Metadata-Version: 2.1
Name: crawlpy
Version: 1.0.2
Summary: A Python package for web scraping and YouTube video scraping
Home-page: https://github.com/PraNavKumAr01/crawlpy
Author: Pranav Kumar
Author-email: pranavkumarnair@gmail.com
Classifier: Programming Language :: Python :: 3
Classifier: License :: OSI Approved :: MIT License
Classifier: Operating System :: OS Independent
Description-Content-Type: text/markdown

# CrawlPY

CrawlPY is a Python package for web scraping and YouTube video scraping.

## Features

- **Web Scraping**: Easily scrape web pages using requests and BeautifulSoup.
- **YouTube Scraping**: Scrape YouTube videos and download them.
- **Audio Transcription**: Transcribe audio from videos using Deepgram API.
- **Selenium Support**: Support for websites that require JavaScript rendering.

## Installation

You can install CrawlPY using pip:

```bash
pip install crawlpy
```

# Web Scraper
## Initializing the WebScraper

## To start using the `WebScraper`, you need to create an instance of it. You can customize headers, timeout, retries, and other settings.

```python
from pyscrapy import WebScraper

scraper = WebScraper(headers={'User-Agent': 'Mozilla/5.0'}, timeout=15, retries=5, use_selenium=False)
```

# Fetching Page Text
## You can fetch the text content of a single URL or multiple URLs.

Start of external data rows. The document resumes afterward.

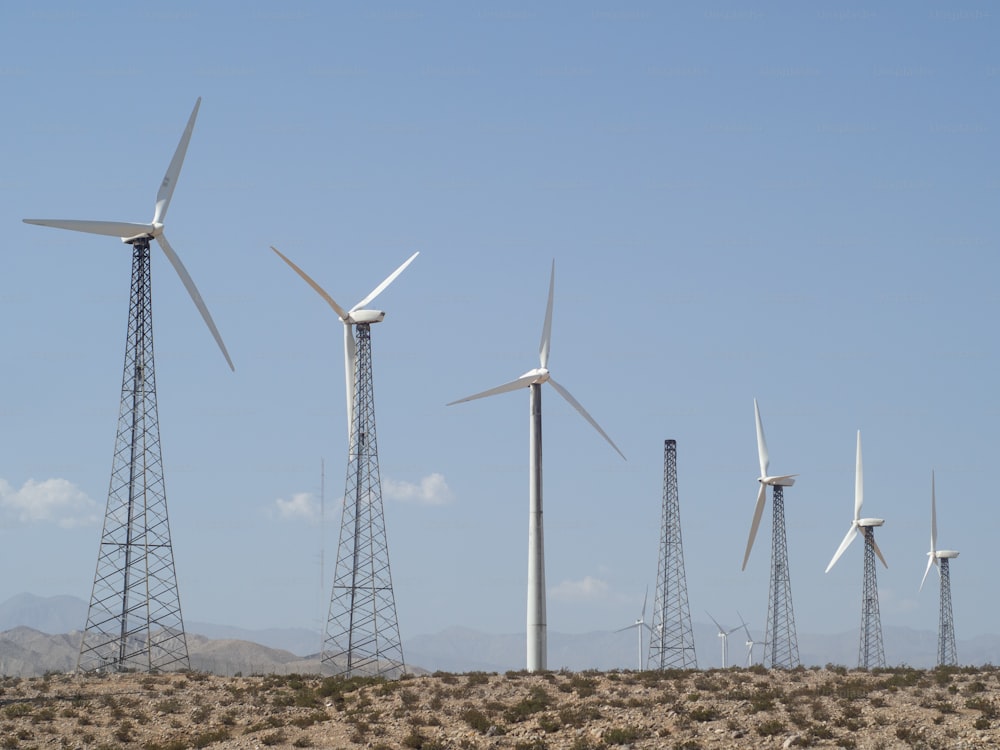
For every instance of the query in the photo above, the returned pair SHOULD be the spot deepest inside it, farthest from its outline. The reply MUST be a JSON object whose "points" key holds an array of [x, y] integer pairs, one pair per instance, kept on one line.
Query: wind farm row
{"points": [[131, 625]]}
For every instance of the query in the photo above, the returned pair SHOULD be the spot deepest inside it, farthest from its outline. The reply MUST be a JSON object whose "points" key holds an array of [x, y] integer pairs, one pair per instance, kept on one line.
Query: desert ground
{"points": [[683, 710]]}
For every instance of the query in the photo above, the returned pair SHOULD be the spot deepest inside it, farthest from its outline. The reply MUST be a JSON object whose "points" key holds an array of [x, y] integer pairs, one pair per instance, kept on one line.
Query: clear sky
{"points": [[793, 202]]}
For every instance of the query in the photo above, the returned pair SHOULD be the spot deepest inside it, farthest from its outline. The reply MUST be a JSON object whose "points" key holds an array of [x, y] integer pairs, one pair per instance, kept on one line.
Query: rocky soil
{"points": [[734, 708]]}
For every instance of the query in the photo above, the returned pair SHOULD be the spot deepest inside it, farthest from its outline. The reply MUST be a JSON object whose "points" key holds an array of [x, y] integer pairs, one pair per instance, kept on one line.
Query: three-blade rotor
{"points": [[356, 314], [856, 524], [130, 232], [785, 480], [541, 374]]}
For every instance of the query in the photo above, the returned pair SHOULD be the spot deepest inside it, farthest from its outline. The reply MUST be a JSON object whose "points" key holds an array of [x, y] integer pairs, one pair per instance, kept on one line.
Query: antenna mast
{"points": [[134, 618], [671, 641], [362, 633]]}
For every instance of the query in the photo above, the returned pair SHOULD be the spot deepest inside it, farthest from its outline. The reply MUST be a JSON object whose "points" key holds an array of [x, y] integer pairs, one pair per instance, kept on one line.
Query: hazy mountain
{"points": [[25, 647]]}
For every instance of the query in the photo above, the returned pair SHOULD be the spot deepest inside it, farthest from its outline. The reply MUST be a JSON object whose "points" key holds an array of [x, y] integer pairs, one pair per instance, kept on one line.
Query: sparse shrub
{"points": [[771, 727]]}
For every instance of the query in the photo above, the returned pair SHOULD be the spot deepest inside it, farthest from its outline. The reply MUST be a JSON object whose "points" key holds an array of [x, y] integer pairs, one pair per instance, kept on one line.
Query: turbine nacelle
{"points": [[786, 480], [365, 316]]}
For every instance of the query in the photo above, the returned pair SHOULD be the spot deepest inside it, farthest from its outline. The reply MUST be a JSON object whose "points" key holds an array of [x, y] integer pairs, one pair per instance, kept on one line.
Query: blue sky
{"points": [[790, 202]]}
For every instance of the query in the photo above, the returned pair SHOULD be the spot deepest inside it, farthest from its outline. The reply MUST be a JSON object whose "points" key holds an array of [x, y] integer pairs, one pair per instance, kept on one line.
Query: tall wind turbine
{"points": [[724, 636], [871, 653], [134, 619], [947, 654], [781, 647], [533, 380], [362, 631], [639, 625]]}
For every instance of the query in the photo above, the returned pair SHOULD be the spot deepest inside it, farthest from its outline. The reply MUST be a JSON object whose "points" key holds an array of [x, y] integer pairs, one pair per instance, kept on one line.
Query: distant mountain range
{"points": [[41, 634]]}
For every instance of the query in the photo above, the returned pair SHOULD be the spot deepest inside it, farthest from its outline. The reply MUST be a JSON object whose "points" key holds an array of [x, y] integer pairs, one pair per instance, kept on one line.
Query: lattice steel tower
{"points": [[947, 654], [781, 646], [671, 640], [134, 619], [871, 653], [362, 633]]}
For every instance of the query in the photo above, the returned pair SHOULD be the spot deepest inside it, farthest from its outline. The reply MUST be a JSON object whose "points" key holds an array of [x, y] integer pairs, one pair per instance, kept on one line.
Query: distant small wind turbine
{"points": [[724, 635], [947, 654], [533, 380], [750, 642], [639, 625]]}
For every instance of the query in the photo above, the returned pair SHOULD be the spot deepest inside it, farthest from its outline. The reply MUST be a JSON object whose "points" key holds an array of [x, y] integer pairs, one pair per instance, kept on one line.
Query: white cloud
{"points": [[432, 490], [588, 590], [52, 500], [302, 507]]}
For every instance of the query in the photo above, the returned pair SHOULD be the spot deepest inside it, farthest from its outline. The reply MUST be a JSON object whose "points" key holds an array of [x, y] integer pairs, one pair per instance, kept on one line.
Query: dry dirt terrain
{"points": [[734, 708]]}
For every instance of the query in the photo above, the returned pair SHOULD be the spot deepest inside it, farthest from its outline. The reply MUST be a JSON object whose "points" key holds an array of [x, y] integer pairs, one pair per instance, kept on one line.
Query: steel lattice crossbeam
{"points": [[781, 647], [362, 633], [671, 641], [134, 620]]}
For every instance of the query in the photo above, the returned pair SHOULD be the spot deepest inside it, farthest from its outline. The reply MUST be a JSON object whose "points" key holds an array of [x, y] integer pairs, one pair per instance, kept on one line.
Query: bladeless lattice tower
{"points": [[781, 646], [134, 620], [671, 640], [362, 631]]}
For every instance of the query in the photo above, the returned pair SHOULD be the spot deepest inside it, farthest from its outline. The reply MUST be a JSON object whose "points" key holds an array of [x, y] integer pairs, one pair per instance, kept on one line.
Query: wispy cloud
{"points": [[588, 589], [304, 506], [432, 490], [50, 501]]}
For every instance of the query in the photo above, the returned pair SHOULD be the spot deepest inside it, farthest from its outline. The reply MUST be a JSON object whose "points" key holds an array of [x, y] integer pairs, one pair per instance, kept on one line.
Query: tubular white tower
{"points": [[533, 380]]}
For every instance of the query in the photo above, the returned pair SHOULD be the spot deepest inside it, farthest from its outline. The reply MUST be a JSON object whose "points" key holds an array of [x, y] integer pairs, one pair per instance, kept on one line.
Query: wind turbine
{"points": [[724, 635], [750, 642], [780, 641], [946, 625], [134, 619], [870, 652], [362, 632], [533, 380], [639, 625]]}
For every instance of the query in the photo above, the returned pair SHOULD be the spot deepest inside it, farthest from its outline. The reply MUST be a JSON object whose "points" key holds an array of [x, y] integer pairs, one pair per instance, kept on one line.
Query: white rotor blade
{"points": [[543, 348], [350, 354], [381, 287], [933, 518], [522, 382], [195, 295], [761, 443], [166, 190], [878, 552], [930, 561], [859, 483], [308, 279], [125, 229], [579, 407], [757, 513], [853, 532]]}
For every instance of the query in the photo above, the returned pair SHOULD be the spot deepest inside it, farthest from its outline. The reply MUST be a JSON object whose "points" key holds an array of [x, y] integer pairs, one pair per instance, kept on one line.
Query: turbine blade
{"points": [[933, 518], [579, 407], [522, 382], [175, 261], [853, 532], [930, 561], [381, 287], [320, 290], [350, 355], [123, 229], [859, 483], [166, 190], [761, 442], [543, 348], [878, 552], [757, 513]]}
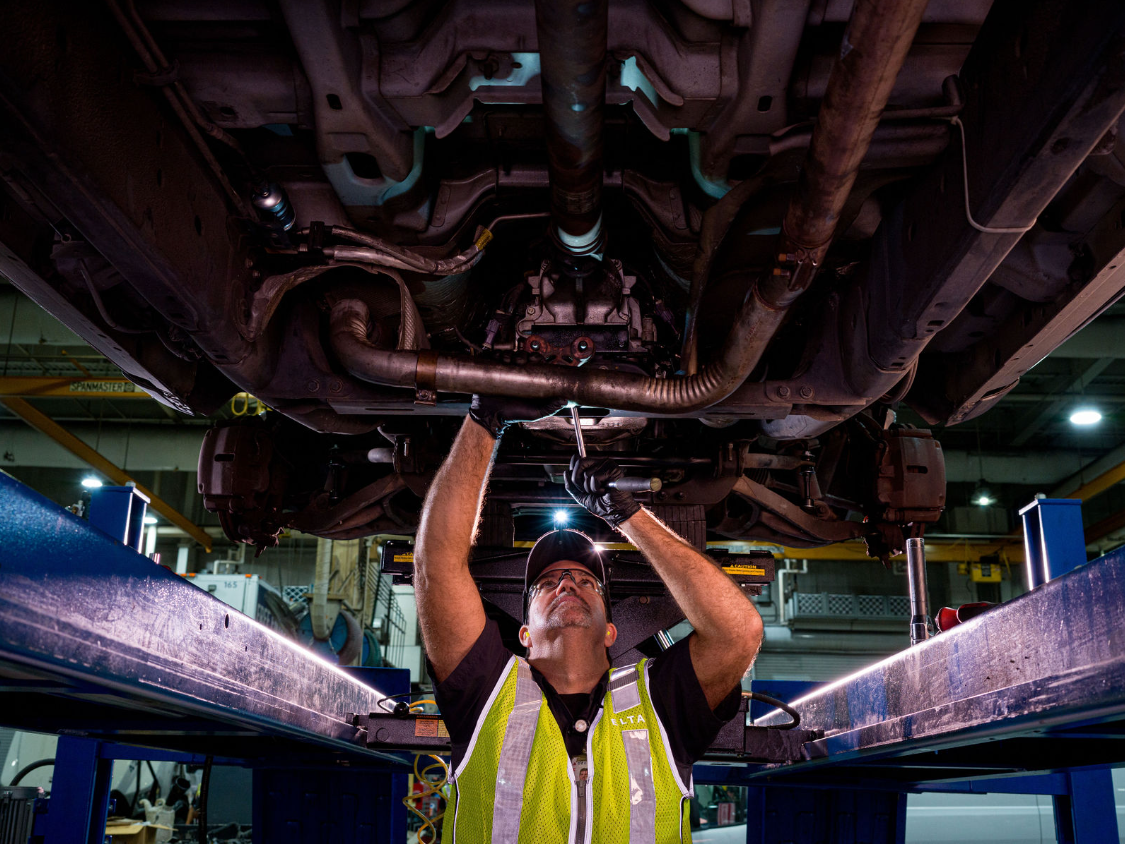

The function returns the plain text content of the web pages.

```python
# Single URL
text = scraper.get_page_text("https://google.com")
print(text)

# Multiple URLs
texts = scraper.get_page_text(["https://google.com", "https://wikipedia.com"])
for text in texts:
    print(text)
```

# Saving Scraped Content to a File
## You can save the scraped content to a file in different formats: txt, json, or csv. You can also provide column names for the CSV format.

```python
# Save as plain text
scraper.save_to_file("https://google.com", "output.txt", file_type='txt')

# Save as JSON
scraper.save_to_file(["https://google.com", "https://wikipedia.com"], "output.json", file_type='json')

# Save as CSV with column names
scraper.save_to_file(["https://google.com", "https://wikipedia.com"], "output.csv", file_type='csv', column_names=['Content'])
```

# Extracting Specific HTML Tags
## You can extract content from specific HTML tags. The function returns the text content of all occurrences of the specified tag.

```python
tags_content = scraper.get_tag_content("https://google.com", "p")
for content in tags_content:
    print(content)
```

# Extracting Links
## You can extract all the links (`<a>` tags) from a web page.

```python
links = scraper.extract_links("https://example.com")
for link in links:
    print(link)
```

# Taking Screenshots
## You can take a screenshot of a web page and save it as an image file. This feature uses Selenium.

```python
screenshot_file = scraper.take_screenshot("https://google.com", filename="screenshot.png")
```

# Using Selenium for JavaScript-Heavy Websites
## If you need to scrape content from websites that require JavaScript rendering, enable Selenium when initializing the WebScraper.

```python
scraper = WebScraper(use_selenium=True)

# Now all scraping functions will use Selenium
text = scraper.get_page_text("https://example.com")
print(text)
```

# YouTube Scraper
## The YouTube scraper in CrawlPy allows you to download YouTube videos and transcribe their audio content using the Deepgram API. To use this functionality, ensure you have set up your environment with the required API keys.

# Prerequisites
## Install Dependencies:

```python
pip install crawlpy
```

# Set Up Environment Variables:
## You need to set up your Deepgram API key as an environment variable. Create a .env file in your project directory and add your API key:

```env
DEEPGRAM_API_KEY=your_deepgram_api_key
```

## or add an environment variable into your code space

```python
import os

os.environ["DEEPGRAM_API_KEY"] = deepgram_api_key
```

# Initializing the YouTube Scraper
## To use the YouTube scraper, you need to create an instance of the YouTubeScraper class.

```python
from crawlpy import YouTubeScraper

youtube_scraper = YouTubeScraper()
```

# Downloading YouTube Videos
## You can download a YouTube video by providing its URL.

```python
video_url = "https://www.youtube.com/watch?v=oHg5SJYRHA0"
file_path = youtube_scraper.download_video(video_url)
print(f"Video downloaded to {file_path}")
```

# Transcribing YouTube Videos
## You can transcribe the audio content of a YouTube video. The transcriber function can take either a URL or the path to a previously downloaded video file.

```python
# Transcribe using a video URL
transcript = youtube_scraper.transcribe_video(video_url)
print("Transcript:", transcript)

# Optionally, save the transcript to a file
transcript = youtube_scraper.transcribe_video(video_url, save=True, filename="transcript.txt")
print(f"Transcript saved to {transcript}")
```

# License
## This project is licensed under the MIT License - see the LICENSE file for details.